With less than $20 billion of the settlement designated to principal reduction and refinancing underwater borrowers, secretary Donovan told reporters that the banks will not receive a dollar-for-dollar credit for reducing the principal amount of each loan.
He noted that a bank will not receive a full credit (toward the settlement figure) on loans that are seriously delinquent and not fully collectable.
"We are not going to give them a dollar of credit for writing off a dollar" of those loans, the secretary said at the robo-signing settlement press conference.
For now, the deal involves the nation's five largest residential servicers: Bank of America, Wells Fargo, JPMorgan Chase, Citigroup, Ally Financial. (See related story on the NMN website for the full details of the settlement.)
In terms of actual principal reductions, "It's in the neighborhood of $35 billion," Donovan said Thursday morning.
California attorney general Kamala Harris estimates that her state's portion of the settlement will lead to $12 billion in principal reductions or short sales.

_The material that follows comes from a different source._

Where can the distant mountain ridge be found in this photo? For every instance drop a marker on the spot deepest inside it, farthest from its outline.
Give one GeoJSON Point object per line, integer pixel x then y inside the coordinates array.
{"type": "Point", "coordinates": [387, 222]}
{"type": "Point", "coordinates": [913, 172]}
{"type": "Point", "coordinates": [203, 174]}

In total, it could help 250,000 Californians who are underwater and delinquent on their mortgages. "California families will finally see substantial relief after experiencing so much of the pain from the mortgage crisis," Harris said.
Harris' office released details of the deal as it pertains to California homeowners just before the press conference announcing the deal.
The HUD secretary noted that the principal reductions are largely targeted at loans held in the banks' portfolios – excluding Fannie Mae, Freddie Mac or FHA loans.
Donovan noted that B of A has agreed to employ principal reduction in seasoned Countrywide Financial Corp. loans, including notes that are part of private label securities.
The bank – which is in the process of slashing its presence in mortgage banking – has agreed to solicit all CFC borrowers and engage in "deeper" principal reductions on such loans. B of A bought CFC in August 2008.
Under a separate settlement with PLS investors, B of A has already agreed to compensate PLS investors.
"The vast majority of private-label securities loans that are reduced in principal will be the old Countrywide loans and investors are being compensated," Donovan said.